亮介のこと好きじゃないのに、騙しながら付き合ってたの。本当はずっと、大ちゃんが好きだったの。でも大ちゃんは振り向いてくれないじゃない。だから寂しさを紛らわせるために亮介を利用してたの。でも、自分の汚さを認めたくない。しょうがないよって、菜摘なりに頑張ってたんだよねって、菜摘は悪くないよって言ってほしい。そんなことばかり考えてしまう自分が、嫌で嫌でしょうがないの。
だからお願い。私を責めないで──。
これが本音だ。言えるわけがない。最低だって軽蔑される。
大ちゃんにだけは、絶対に嫌われたくない。
「なんでもないよ。最近イライラしてて、先生と喧嘩してキレちゃっただけ」
「嘘つけって。俺に隠し事すんな」
そんなこと大ちゃんにだけは言われたくない。
なにも言ってくれないくせに。
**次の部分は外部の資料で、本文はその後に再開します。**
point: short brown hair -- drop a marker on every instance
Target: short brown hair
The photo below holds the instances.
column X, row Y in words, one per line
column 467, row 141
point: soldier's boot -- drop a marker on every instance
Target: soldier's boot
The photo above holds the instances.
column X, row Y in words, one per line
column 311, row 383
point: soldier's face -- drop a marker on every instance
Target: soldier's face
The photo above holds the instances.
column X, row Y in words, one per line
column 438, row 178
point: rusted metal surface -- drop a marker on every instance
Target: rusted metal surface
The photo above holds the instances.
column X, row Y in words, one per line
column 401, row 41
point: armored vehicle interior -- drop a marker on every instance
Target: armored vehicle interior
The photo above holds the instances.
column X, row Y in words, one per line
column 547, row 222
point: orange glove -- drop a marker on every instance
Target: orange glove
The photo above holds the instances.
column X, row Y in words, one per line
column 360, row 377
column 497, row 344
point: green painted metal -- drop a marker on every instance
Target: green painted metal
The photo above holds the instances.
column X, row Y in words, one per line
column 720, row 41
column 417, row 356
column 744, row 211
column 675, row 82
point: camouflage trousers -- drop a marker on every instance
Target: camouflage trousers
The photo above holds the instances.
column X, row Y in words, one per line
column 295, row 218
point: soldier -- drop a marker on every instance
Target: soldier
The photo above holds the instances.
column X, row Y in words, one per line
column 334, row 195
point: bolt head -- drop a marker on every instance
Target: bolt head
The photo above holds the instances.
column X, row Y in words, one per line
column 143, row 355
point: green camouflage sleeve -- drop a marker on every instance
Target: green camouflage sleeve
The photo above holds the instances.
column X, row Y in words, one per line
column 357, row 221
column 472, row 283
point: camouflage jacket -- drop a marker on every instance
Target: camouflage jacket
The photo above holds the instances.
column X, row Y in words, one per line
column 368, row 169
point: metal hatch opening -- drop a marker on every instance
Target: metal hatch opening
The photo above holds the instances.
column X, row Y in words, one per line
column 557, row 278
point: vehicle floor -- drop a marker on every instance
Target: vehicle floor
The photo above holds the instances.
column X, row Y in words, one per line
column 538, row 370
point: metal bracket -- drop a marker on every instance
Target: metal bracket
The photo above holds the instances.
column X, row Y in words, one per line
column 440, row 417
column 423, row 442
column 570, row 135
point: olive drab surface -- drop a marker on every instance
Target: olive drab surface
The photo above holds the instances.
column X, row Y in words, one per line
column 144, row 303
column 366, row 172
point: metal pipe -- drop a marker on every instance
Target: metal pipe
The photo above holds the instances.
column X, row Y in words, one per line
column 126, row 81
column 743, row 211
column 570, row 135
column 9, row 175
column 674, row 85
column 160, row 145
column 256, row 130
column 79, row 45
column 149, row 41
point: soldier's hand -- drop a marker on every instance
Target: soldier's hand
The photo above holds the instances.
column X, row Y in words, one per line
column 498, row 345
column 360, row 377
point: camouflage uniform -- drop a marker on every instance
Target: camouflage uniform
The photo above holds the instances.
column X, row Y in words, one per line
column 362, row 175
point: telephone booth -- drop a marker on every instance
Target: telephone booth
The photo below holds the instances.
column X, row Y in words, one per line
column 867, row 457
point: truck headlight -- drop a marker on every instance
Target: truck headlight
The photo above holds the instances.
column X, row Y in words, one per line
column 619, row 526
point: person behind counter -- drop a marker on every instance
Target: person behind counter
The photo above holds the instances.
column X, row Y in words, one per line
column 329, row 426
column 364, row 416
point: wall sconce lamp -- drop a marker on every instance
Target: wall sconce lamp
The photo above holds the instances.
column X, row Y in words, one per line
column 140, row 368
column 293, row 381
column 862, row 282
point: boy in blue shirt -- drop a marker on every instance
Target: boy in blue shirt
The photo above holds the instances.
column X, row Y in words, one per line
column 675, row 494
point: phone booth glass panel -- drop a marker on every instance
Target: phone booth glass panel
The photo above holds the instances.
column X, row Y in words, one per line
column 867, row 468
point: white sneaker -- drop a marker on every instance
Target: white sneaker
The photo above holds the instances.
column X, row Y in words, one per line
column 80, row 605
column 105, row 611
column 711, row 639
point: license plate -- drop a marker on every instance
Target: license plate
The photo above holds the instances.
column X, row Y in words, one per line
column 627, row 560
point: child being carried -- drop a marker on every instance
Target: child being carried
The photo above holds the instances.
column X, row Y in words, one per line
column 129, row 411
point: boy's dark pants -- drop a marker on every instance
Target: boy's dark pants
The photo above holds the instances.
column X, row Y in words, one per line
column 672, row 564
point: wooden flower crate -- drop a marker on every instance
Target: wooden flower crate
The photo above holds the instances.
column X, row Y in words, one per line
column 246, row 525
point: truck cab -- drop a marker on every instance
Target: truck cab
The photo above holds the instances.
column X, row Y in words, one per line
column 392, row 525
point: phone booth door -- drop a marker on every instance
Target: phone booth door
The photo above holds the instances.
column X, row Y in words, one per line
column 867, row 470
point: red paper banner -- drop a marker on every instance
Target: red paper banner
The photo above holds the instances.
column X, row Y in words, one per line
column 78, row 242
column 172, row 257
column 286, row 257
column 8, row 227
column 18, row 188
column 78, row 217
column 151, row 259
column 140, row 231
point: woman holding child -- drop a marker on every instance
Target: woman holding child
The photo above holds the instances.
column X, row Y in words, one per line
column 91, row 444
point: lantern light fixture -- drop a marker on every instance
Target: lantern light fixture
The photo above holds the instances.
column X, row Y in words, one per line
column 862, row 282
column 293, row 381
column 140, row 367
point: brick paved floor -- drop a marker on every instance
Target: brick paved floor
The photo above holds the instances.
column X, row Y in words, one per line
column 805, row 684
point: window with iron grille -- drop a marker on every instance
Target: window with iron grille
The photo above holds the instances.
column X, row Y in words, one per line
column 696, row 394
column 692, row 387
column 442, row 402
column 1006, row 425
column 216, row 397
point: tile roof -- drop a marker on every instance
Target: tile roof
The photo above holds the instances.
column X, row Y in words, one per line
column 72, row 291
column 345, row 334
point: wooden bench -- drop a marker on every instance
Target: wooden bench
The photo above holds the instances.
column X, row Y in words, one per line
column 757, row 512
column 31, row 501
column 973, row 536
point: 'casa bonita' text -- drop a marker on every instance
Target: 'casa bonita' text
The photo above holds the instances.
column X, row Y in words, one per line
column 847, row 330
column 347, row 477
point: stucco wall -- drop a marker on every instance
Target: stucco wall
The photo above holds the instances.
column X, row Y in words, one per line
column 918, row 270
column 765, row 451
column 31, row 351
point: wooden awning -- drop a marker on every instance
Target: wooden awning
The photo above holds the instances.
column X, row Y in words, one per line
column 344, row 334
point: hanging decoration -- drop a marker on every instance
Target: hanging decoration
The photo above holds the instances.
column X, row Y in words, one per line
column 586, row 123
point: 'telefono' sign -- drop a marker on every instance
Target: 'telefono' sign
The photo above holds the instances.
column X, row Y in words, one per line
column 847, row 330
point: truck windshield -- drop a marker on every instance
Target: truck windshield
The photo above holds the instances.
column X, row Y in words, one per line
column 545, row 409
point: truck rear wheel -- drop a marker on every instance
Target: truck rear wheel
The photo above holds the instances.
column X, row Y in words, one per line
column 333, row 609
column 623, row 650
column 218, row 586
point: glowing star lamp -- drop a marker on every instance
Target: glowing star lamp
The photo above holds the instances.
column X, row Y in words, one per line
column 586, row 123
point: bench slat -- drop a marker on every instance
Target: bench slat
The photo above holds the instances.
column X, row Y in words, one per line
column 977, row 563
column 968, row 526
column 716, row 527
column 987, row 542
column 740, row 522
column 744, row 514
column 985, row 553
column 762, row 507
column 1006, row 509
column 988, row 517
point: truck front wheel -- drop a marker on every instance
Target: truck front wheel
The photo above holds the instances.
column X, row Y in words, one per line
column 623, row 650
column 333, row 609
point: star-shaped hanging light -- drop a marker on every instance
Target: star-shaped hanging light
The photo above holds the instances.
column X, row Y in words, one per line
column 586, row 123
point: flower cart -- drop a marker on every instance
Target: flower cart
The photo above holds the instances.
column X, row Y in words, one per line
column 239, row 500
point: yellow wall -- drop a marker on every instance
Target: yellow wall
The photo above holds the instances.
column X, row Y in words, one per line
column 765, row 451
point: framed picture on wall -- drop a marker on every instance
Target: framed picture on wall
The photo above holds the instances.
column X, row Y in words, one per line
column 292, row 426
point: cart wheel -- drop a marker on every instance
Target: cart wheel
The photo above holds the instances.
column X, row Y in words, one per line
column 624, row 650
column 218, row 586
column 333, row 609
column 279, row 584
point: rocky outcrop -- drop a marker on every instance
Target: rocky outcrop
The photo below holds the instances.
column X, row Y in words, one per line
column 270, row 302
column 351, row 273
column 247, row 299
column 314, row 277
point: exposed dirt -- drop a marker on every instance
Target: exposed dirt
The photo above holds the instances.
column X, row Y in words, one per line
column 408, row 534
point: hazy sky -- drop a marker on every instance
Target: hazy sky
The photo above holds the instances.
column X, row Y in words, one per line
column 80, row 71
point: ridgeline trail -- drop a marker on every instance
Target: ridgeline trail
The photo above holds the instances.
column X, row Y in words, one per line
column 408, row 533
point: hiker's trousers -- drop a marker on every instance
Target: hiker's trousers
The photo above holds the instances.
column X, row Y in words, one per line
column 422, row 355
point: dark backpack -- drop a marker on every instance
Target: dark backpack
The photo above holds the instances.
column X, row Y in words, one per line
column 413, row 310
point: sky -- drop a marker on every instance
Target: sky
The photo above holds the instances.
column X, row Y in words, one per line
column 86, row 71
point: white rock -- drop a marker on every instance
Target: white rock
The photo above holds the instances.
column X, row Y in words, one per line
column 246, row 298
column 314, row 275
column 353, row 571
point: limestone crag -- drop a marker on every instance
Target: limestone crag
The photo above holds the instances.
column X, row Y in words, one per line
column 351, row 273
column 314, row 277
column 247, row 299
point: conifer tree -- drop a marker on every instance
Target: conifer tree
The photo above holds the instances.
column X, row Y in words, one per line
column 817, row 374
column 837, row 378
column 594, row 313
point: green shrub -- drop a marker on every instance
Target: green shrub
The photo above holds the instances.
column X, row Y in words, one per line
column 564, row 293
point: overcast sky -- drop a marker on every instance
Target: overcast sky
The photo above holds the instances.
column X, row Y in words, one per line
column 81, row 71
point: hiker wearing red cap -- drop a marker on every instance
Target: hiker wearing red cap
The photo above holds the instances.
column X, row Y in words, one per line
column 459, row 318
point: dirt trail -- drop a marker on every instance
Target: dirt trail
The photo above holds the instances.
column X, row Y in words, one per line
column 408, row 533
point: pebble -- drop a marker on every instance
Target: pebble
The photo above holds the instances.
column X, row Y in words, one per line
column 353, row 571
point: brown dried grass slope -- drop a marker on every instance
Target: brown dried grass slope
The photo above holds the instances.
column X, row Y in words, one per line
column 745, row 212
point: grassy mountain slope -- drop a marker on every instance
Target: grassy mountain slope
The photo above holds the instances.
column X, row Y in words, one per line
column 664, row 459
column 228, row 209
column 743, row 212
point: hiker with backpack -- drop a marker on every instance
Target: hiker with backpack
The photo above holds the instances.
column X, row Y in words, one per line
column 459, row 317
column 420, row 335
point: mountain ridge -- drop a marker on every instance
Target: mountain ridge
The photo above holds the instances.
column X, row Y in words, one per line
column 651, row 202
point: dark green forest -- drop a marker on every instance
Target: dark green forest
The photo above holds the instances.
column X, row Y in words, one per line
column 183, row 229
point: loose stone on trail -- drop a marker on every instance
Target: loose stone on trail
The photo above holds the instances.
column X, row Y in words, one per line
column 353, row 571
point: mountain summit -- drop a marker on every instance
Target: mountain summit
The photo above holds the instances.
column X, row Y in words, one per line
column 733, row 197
いつもはぐらかしてばかりのくせに。
訊いたらちゃんと答えてくれる?
訊きたいこと、たくさんたくさんあるんだよ。
ねえ、大ちゃんは──私のこと、本当はどう思ってるの?
「……また泣く。泣き虫」
繋いでいた手を離し、大ちゃんは私を抱きしめた。
私だって泣きたくなんかないのに、大ちゃんはまた私にとどめを刺す。
今は優しくしないでほしい。汚い自分を正当化してしまいたくなる。また被害者ぶりたくなる。
「泣くなって。大丈夫だから」
だったら、これ以上好きにさせないでほしい。
泣くなと言うなら教えてほしい。
涙を止める術を。気持ちを消す術を。強くなる術を。
お願いだから、教えてよ──。
泣いている間、大ちゃんはずっと抱きしめてくれていた。子供みたいにしゃくりあげる私の頭を、ずっと撫でてくれていた。やっと泣き止んだ私は恐る恐る顔を上げると、大ちゃんは「落ち着いた?」と言いながら、手で私の頬に残っている涙を拭った。
「うん、ちょっと落ち着いた」
「よかった。……てかおまえ、ひっでえ顔。化粧崩れてる」
「え、うるさい」
茶化すように笑って私の頬を軽くつねり、するとよほど変な顔になったのか、いよいよ声を出して大笑いされた。最初は怒っていた私も、大ちゃんにつられて笑ってしまった。
ふたりで、馬鹿みたいに笑い転げた。
こんな風に笑えたのはいつ以来だろう。
「寒いし戻ろっか。おまえ停学だよ?」
「うん。私のこと連れ出して授業サボったから、大ちゃんも怒られるよ」
先に歩き出した大ちゃんの背中を追うと、大ちゃんはまるで当たり前みたいに左手を差し出した。私は迷うことなくその手を握った。
「あのね、大ちゃん」
「ん?」
「……ありがとう」
「どういたしまして」
そして、憑き物が落ちたように軽くなった足と心を学校へ運んだ。